Klopp is critical of the decision to move the tournament dates, calling it “a catastrophe.” Salah and Mane’s absence would leave huge gaps in the Liverpool side. There is also Cameroon’s Joel Matip and Guinea’s Naby Keita to worry about. Matip has become solid at the back. Keita, too, would be a loss given his recent resurgence.

The Liverpool manager is upset because last year’s tournament was moved to mid-year to end a long-standing clash between clubs and countries over the release of their players. It was felt that common sense had prevailed when the tournament, which since 1960 had always been held during winter, reverted to summer. African players in western European clubs would no longer find themselves the target of competing claims for their attention every other season, which would benefit the players and their clubs and countries, and lead to fewer squabbles.

But then Cameroon changed its mind about hosting the tournament in summer next year, changing the dates from June and July to between Jan. 6 and Feb. 6. Why? The weather. It’s simply too hot in Cameroon in summer.

Organizers said they had agreed to the change after discussions with player and coach representatives.

But didn’t Cameroon know beforehand that its summers are too hot, too humid and right in the middle of its rainy season? That the country does not enjoy ideal conditions for football in summer could not have taken its organizers by complete surprise.

The situation serves as a vivid reminder of the botch-up of the 2022 Qatar World Cup.
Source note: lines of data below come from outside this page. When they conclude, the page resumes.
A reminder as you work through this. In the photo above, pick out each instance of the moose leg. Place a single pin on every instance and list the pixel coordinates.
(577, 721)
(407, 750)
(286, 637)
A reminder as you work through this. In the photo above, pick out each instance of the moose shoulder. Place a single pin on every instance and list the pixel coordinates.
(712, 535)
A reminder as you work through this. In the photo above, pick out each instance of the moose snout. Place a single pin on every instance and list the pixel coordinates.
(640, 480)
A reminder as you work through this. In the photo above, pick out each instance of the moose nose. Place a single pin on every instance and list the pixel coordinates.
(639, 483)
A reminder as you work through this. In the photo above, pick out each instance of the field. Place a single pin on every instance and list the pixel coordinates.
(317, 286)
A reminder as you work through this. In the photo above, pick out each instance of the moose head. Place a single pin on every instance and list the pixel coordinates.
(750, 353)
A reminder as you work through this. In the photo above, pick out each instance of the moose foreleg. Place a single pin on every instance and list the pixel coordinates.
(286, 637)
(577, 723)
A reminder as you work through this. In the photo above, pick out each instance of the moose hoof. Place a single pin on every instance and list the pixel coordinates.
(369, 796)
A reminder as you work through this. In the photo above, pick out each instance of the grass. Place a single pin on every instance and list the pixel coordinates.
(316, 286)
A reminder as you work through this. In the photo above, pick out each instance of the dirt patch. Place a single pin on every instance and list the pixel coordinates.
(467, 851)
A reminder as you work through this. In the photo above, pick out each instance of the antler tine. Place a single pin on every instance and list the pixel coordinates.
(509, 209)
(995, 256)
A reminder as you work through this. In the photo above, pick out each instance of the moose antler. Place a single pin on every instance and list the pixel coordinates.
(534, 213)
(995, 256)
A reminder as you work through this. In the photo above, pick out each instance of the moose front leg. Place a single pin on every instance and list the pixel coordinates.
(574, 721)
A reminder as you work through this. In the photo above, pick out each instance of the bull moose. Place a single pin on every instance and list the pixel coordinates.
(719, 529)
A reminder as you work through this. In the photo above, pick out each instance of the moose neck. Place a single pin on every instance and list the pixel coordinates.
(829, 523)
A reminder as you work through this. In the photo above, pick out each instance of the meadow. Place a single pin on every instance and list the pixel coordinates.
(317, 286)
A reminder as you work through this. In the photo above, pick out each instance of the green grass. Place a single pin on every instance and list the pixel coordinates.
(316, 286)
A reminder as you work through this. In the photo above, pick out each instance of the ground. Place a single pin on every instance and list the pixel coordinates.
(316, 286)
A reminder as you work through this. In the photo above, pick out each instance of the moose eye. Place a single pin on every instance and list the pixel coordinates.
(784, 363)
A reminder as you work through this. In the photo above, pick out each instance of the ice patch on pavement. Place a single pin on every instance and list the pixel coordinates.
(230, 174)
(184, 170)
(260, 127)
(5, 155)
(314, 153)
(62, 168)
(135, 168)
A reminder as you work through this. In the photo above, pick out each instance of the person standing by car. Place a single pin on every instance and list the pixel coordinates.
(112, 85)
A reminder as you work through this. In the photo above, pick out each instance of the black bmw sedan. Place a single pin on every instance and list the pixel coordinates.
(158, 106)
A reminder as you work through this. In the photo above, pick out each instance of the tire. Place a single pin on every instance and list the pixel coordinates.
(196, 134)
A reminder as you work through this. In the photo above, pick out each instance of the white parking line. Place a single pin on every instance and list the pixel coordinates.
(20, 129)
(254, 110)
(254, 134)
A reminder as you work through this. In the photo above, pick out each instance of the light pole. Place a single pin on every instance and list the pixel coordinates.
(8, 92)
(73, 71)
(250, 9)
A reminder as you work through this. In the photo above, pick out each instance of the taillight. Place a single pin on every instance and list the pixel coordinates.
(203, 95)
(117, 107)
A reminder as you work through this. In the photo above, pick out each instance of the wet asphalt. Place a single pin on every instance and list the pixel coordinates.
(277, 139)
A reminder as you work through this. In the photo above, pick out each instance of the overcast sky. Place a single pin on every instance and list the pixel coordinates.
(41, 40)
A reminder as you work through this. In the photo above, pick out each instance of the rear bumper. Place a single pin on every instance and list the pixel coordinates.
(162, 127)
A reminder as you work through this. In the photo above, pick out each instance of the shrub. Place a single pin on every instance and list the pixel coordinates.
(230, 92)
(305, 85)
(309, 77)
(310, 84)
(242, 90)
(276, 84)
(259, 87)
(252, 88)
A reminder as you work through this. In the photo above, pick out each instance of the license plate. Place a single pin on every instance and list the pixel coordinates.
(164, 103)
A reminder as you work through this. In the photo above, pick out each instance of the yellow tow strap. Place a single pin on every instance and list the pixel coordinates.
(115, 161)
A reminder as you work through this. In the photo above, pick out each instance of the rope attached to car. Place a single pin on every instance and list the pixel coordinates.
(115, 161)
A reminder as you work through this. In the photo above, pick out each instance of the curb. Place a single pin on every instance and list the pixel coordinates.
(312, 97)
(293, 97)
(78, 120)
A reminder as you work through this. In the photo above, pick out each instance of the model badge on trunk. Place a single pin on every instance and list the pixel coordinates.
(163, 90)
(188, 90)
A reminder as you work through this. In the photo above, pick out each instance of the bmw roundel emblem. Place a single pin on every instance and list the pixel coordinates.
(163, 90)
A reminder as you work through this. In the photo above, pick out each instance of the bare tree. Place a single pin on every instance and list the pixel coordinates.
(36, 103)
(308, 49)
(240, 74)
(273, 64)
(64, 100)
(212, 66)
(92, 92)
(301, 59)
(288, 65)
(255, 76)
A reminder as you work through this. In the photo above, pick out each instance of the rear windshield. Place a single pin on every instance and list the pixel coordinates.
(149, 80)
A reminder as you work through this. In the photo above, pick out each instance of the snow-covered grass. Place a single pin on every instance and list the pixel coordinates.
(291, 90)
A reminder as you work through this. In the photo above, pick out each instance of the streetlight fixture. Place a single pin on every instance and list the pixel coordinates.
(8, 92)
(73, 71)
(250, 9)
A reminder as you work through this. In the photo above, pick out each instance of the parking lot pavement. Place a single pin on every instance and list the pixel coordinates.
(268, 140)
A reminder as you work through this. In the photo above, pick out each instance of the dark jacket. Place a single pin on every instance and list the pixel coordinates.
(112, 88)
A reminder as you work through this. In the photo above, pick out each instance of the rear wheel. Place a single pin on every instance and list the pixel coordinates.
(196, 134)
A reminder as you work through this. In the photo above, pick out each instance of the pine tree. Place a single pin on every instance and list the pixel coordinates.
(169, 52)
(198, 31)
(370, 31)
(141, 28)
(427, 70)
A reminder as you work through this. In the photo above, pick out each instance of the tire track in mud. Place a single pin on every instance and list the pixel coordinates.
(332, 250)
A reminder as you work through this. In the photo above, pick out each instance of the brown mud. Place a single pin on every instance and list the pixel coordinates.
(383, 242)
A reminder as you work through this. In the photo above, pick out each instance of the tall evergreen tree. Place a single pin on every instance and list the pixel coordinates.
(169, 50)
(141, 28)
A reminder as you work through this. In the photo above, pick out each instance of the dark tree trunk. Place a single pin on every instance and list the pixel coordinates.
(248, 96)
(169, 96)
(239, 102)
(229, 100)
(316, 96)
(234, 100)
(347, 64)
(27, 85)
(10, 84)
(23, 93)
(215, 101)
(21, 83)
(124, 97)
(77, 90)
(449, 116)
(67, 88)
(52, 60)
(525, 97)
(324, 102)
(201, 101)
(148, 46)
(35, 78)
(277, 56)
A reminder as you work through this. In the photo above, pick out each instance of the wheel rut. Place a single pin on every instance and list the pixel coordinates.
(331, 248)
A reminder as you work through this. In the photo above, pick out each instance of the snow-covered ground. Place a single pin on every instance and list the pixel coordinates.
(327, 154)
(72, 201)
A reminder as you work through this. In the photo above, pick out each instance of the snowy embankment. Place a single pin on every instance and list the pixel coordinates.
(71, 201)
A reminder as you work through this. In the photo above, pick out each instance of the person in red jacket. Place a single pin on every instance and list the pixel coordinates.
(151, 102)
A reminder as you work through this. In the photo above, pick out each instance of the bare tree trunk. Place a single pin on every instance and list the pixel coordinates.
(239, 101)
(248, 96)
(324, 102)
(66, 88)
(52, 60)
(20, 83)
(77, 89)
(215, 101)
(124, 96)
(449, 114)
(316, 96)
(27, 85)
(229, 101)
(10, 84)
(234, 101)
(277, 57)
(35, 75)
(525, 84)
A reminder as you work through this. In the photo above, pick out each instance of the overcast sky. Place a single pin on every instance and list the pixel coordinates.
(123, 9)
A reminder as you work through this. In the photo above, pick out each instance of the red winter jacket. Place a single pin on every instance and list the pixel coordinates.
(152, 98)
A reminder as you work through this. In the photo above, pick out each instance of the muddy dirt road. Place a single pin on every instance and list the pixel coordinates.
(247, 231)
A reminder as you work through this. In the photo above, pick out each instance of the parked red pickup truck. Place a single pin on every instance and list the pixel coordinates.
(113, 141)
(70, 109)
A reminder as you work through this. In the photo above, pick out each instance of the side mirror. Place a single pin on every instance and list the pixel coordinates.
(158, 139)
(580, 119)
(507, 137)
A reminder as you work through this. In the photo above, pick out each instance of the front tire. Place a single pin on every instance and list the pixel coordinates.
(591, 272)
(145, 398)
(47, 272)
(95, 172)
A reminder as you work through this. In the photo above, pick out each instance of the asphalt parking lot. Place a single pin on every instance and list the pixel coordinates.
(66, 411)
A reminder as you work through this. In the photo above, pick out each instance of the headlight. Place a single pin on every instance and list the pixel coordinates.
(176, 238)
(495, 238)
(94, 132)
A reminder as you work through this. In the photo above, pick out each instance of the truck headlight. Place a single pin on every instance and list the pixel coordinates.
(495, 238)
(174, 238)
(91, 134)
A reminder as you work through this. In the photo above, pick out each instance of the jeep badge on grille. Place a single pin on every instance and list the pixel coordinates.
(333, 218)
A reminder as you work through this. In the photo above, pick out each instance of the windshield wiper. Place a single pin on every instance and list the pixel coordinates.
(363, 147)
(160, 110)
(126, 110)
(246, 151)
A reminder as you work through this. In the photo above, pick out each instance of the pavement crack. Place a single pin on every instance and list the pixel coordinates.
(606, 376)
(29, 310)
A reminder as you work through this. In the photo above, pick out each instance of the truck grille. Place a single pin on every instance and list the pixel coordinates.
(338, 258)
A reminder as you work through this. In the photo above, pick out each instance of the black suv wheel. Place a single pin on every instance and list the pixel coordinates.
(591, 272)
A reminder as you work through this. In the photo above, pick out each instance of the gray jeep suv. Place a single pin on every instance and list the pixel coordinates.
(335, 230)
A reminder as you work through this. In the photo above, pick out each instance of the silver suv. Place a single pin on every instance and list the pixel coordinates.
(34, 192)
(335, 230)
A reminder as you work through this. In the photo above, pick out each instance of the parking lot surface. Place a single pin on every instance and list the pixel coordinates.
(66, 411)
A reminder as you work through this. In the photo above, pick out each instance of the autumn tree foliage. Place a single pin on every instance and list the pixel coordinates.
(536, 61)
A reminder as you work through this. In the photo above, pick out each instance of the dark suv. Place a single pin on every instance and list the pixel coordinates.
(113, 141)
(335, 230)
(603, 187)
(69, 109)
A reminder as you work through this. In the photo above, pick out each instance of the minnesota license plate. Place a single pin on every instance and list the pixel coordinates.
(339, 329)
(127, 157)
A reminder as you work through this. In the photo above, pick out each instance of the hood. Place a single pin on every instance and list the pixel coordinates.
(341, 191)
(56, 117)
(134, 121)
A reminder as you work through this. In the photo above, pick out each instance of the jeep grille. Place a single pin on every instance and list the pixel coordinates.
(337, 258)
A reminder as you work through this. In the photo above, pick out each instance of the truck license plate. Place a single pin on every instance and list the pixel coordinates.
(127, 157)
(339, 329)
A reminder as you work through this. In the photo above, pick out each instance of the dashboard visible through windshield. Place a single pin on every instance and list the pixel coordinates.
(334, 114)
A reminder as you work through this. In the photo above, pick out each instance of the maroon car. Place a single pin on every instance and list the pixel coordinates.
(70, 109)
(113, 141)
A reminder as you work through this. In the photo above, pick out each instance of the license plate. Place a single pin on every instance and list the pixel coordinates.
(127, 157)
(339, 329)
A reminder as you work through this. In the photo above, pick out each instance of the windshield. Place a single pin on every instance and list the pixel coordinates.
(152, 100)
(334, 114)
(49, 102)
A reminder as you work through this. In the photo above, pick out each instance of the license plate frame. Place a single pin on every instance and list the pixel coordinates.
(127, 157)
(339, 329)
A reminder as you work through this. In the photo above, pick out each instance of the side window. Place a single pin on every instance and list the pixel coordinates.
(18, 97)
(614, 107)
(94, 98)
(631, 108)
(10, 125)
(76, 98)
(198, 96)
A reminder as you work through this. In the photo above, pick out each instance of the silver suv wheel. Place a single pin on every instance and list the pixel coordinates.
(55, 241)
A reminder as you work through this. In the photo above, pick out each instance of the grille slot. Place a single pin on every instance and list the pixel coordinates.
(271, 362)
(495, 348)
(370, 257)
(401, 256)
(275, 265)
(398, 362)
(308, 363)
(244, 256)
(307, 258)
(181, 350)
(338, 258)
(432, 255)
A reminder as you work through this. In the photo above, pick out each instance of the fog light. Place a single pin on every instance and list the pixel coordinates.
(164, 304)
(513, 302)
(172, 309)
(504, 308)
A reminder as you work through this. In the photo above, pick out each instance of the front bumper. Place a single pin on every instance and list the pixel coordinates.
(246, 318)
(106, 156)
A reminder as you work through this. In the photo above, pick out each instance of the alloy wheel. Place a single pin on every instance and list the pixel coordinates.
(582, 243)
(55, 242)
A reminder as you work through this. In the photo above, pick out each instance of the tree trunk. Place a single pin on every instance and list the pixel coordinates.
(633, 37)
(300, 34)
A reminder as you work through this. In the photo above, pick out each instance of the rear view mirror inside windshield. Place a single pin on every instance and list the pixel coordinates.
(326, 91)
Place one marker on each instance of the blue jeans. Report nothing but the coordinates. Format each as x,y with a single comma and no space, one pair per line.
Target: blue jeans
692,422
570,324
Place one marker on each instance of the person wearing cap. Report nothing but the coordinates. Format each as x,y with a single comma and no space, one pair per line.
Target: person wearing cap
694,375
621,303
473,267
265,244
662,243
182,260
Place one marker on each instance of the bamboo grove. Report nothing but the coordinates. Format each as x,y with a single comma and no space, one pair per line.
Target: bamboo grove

The host and FIFA decided that the World Cup, which is forever played in summer, would be moved to winter because of Qatar’s oppressive heat — but that decision came only after Qatar won the bid. That change, again, will mean a head-on clash with international tournaments and club competitions.

A football tournament simply cannot keep changing when it will be held as often as people change their socks. This is especially true for the Africa Cup of Nations, which is played every two years.

A major sports tournament must have fixed times. And, to be sure, its organizers should understand that you can’t please everybody. A championship’s times are bound to clash with some tournament or other. The African tournament, for example, will avoid a clash with FIFA’s revamped 24-team Club World Cup to be played in China in June and July 2021. But it cannot but conflict with European leagues. The important thing is to stay the course. Once a date is picked, it should be stuck to like glue.